Earth Science

Until a few centuries ago people still thought the Earth was between 4,000 and 6,000 years old. It was not until the 1800’s that the idea became fairly widely accepted that sediments laid down in the Earth’s crust provided us with an account of the age of the Earth, and that the Earth was at least millions of years old. Now, of course, we have significant and widely held evidence that the true age of the Earth is 4.6 billion years.

In 1858 the geographer Antonio Snider-Pellegrini made two maps, showing how the American and African continents could have fit together and later separated. It was not until 1912 that the German meteorologist Alfred Wegener proposed that all the Earth’s continents were once joined into a supercontinent called Pangaea. It took another forty years before the concept of continental drift was finally widely accepted. We now know quite clearly that the crust of the Earth – containing all the Earth’s continents and ocean floors, floats on the next layer of the Earth, called the mantle.

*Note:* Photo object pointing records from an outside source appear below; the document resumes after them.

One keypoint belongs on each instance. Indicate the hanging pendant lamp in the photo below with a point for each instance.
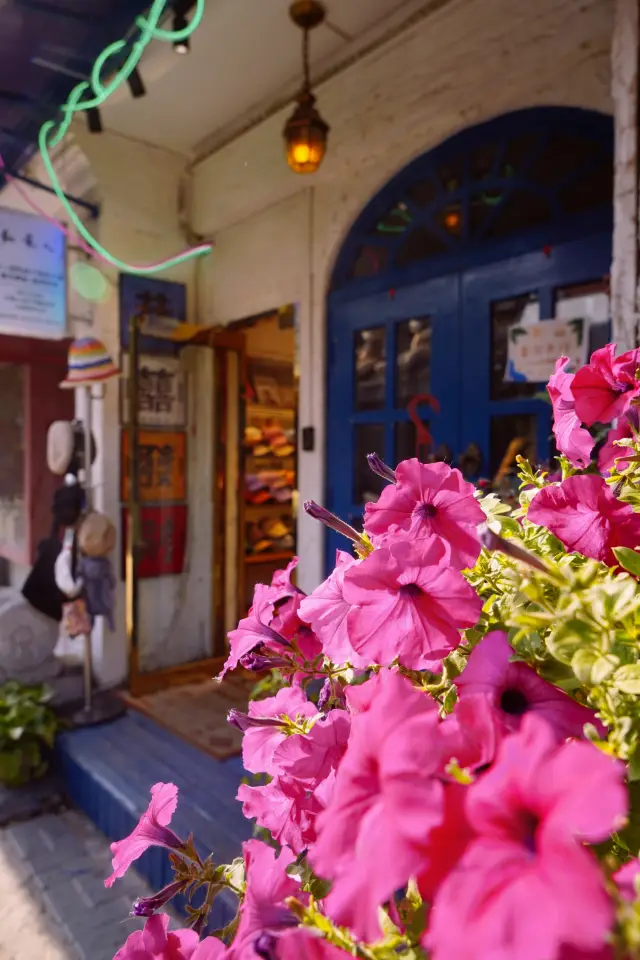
(305, 132)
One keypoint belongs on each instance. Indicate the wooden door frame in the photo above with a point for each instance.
(223, 343)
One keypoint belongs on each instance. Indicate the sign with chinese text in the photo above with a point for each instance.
(162, 392)
(163, 535)
(146, 297)
(162, 466)
(33, 288)
(535, 347)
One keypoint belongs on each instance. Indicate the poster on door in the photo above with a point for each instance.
(33, 288)
(534, 348)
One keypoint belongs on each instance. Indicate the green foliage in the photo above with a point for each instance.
(27, 732)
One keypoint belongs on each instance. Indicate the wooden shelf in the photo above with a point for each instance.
(273, 413)
(256, 558)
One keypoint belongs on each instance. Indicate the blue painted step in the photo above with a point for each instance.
(109, 771)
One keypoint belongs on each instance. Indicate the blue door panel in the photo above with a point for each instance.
(541, 273)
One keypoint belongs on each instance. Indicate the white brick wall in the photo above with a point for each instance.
(278, 234)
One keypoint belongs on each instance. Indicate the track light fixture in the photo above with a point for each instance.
(94, 121)
(180, 22)
(136, 85)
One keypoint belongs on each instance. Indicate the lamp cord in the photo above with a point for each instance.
(305, 60)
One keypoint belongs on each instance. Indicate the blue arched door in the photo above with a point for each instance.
(507, 222)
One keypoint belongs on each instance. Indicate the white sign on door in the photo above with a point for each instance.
(33, 290)
(534, 348)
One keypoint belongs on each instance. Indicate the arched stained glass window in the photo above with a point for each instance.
(524, 174)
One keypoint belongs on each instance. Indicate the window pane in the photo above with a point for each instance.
(406, 447)
(368, 438)
(370, 359)
(369, 261)
(394, 221)
(420, 245)
(12, 456)
(413, 353)
(521, 210)
(588, 302)
(506, 315)
(505, 431)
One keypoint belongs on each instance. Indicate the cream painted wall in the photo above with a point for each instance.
(277, 235)
(139, 187)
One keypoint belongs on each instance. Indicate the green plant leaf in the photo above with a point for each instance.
(628, 559)
(627, 679)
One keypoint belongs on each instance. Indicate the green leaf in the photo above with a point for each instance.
(566, 640)
(629, 559)
(627, 679)
(582, 664)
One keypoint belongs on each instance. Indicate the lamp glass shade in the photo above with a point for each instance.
(305, 136)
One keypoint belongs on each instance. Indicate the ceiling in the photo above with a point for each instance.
(46, 46)
(245, 58)
(245, 61)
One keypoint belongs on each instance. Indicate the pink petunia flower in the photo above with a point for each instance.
(326, 611)
(286, 808)
(584, 515)
(262, 731)
(527, 887)
(310, 758)
(152, 830)
(515, 690)
(429, 500)
(612, 451)
(157, 942)
(386, 801)
(263, 909)
(572, 439)
(604, 388)
(255, 630)
(408, 604)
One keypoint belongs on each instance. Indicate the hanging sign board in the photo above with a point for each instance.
(535, 347)
(33, 293)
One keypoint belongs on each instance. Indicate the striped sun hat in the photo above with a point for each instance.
(89, 362)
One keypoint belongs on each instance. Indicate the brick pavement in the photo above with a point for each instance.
(53, 902)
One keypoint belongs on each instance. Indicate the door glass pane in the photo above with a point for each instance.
(406, 447)
(506, 317)
(368, 438)
(588, 302)
(413, 353)
(511, 435)
(13, 518)
(370, 357)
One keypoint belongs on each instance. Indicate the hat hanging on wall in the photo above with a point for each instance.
(96, 535)
(89, 362)
(65, 447)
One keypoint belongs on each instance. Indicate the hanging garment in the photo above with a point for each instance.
(99, 586)
(76, 621)
(40, 589)
(64, 572)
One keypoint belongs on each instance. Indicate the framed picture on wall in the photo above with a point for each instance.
(163, 531)
(162, 392)
(159, 300)
(162, 466)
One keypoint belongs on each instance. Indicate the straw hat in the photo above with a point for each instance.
(60, 447)
(96, 535)
(89, 362)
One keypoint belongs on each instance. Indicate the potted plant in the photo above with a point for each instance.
(28, 728)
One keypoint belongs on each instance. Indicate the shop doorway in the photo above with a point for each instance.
(505, 223)
(267, 456)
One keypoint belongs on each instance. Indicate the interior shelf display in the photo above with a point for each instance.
(269, 483)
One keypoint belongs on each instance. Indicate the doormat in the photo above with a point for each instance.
(198, 712)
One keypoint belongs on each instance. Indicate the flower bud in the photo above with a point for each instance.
(380, 468)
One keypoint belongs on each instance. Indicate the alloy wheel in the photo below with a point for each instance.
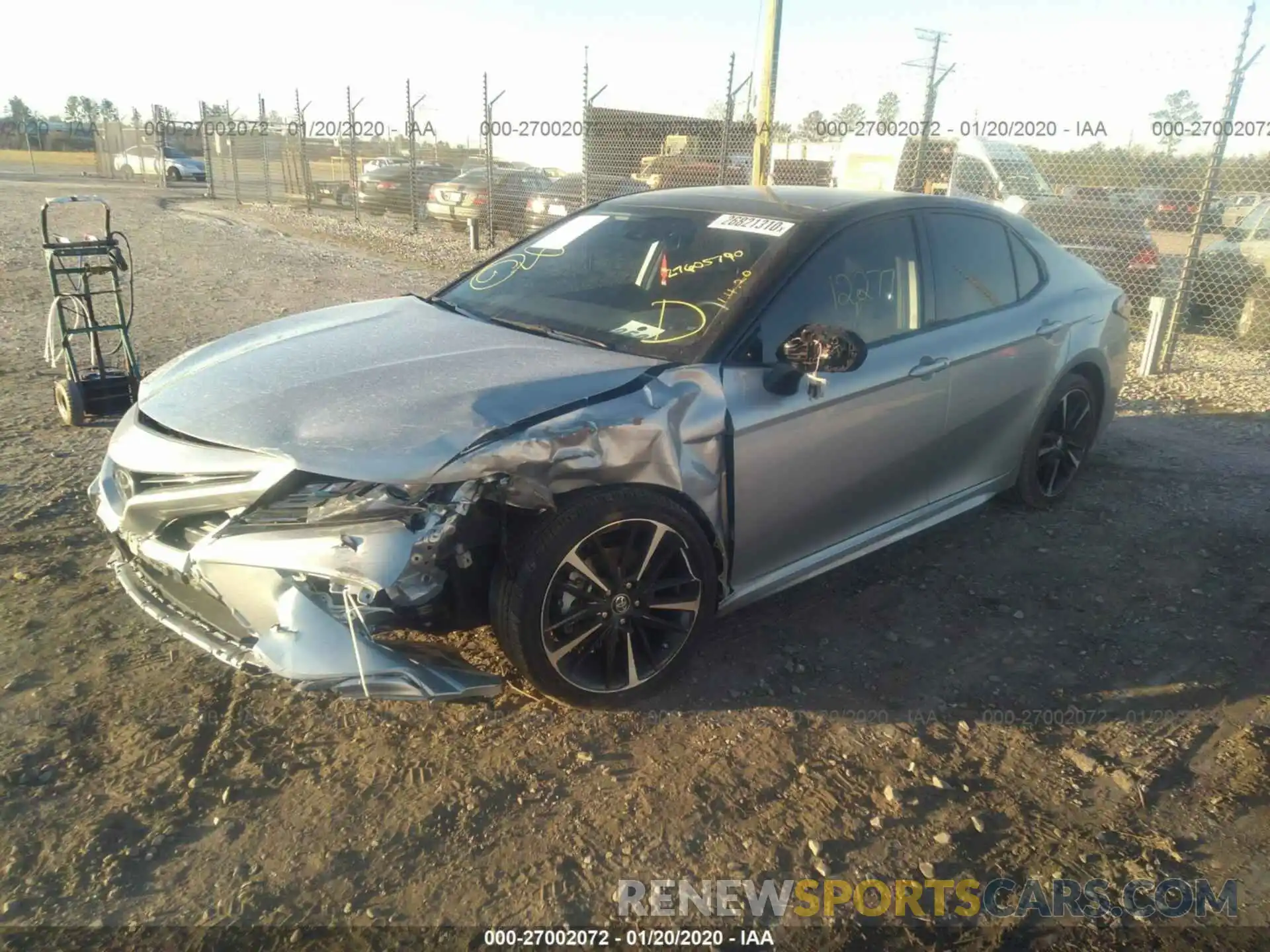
(620, 606)
(1064, 442)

The Earth’s crust does not exactly float on the mantle the way your ice cube floats in your glass of soda. It’s a much slower process, with crustal plates moving an average of one inch per year. That’s pretty slow in our day-to-day experience. But, what if you had 60 million years to do the job? 60,000,000 years at one inch per year would mean 60,000,000 inches, or 5,000,000 feet. At 5,280 feet per mile, that would equal 947 miles. So, given enough time – sometimes known as “geological time” or “deep time” – you could re-arrange the Earth’s continents.

And what do you think is the power source that’s causing all this shifting? It’s heat, specifically, heat left over from the formation of the Earth 4.6 million years ago. And what are the most dramatic events that we human beings get to witness as a result of the Earth’s constant attempts to release its primordial heat? You probably have guessed: volcanoes and earthquakes.